But every now and again the high court decides a case that, like Roe v. Wade or Brown v. Board of Education, breaks through the veil and resonates with the public at large. In 2010, the Supreme Court handed down such a decision in Citizens United v. FEC.
The general proposition of the Citizens United ruling is that corporations are afforded similar free speech rights as individuals and that there can be no limit on their political expenditures, so long as they do not coordinate with the candidates themselves. Citizens United has entered the vernacular as shorthand for a new era in political spending.
While we have come to know Citizens United as the case that has unleashed a torrent of corporate money into our election system, the particulars of the ruling are somewhat obscure. Not only did the court take the usual step of deciding a constitutional question not originally proposed in the case, but it also produced an opinion with several different concurrences. The court’s role is to provide clarity and certainty to the laws of the land, but this decision has left the public with less certainty as to what the rules are in campaign finance.

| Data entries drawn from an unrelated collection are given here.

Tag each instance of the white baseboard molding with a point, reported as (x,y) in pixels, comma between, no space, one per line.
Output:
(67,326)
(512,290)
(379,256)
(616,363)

Stepping into this uncertainty is a horde of special interest organizations seeking to buy influence in both state and federal government. They have decided to push the envelope of what is permissible and are relying on the muddied regulatory waters after Citizens United to keep them out of trouble.
As the 2012 election season kicks off, the work of these groups is already apparent as they attempt to influence the Republican primary. With innocuous-sounding names like “Winning the Future” and “Restore Our Future” they line up with their preferred candidate as a means of skirting campaign contribution limits. Unlike the candidates themselves, these so-called “super PACs” are free to spend whatever they want, don’t have to provide any meaningful disclosure of who they are and are funded largely by deep-pocketed interests.
If there are still people unfamiliar with Citizens United, they are about to become so. The decision is now two years old, but this is the first election cycle where we will see the full effects of it. There was a sneak preview in 2010 when super PACs started spending money in congressional elections. Citizens United was only a few months old then and not everyone was sure how to play this unregulated game. But in 2012, super PACs have grown up and the result is that just a few donors – wealthy individuals and large corporations – are playing an outsized role in this year’s elections.
Not everyone is happy. Small business owners not only have heard of the case, but according to a recent survey, two-thirds have a negative opinion of it. And groups as divergent as the occupy movement and the tea party movement have lambasted the effects of Citizens United.
The result is that big pools of money, controlled by very few people, are monopolizing the political discussion. Average citizens who engage in politics by chipping in a few bucks to a candidate are essentially drowned out.
It will be interesting to see the reaction of both the right and the left after a season of political spending unrivaled in our nation’s history. Perhaps there will be calls for reform. But one thing is for sure: it’s going to get worse before it gets better.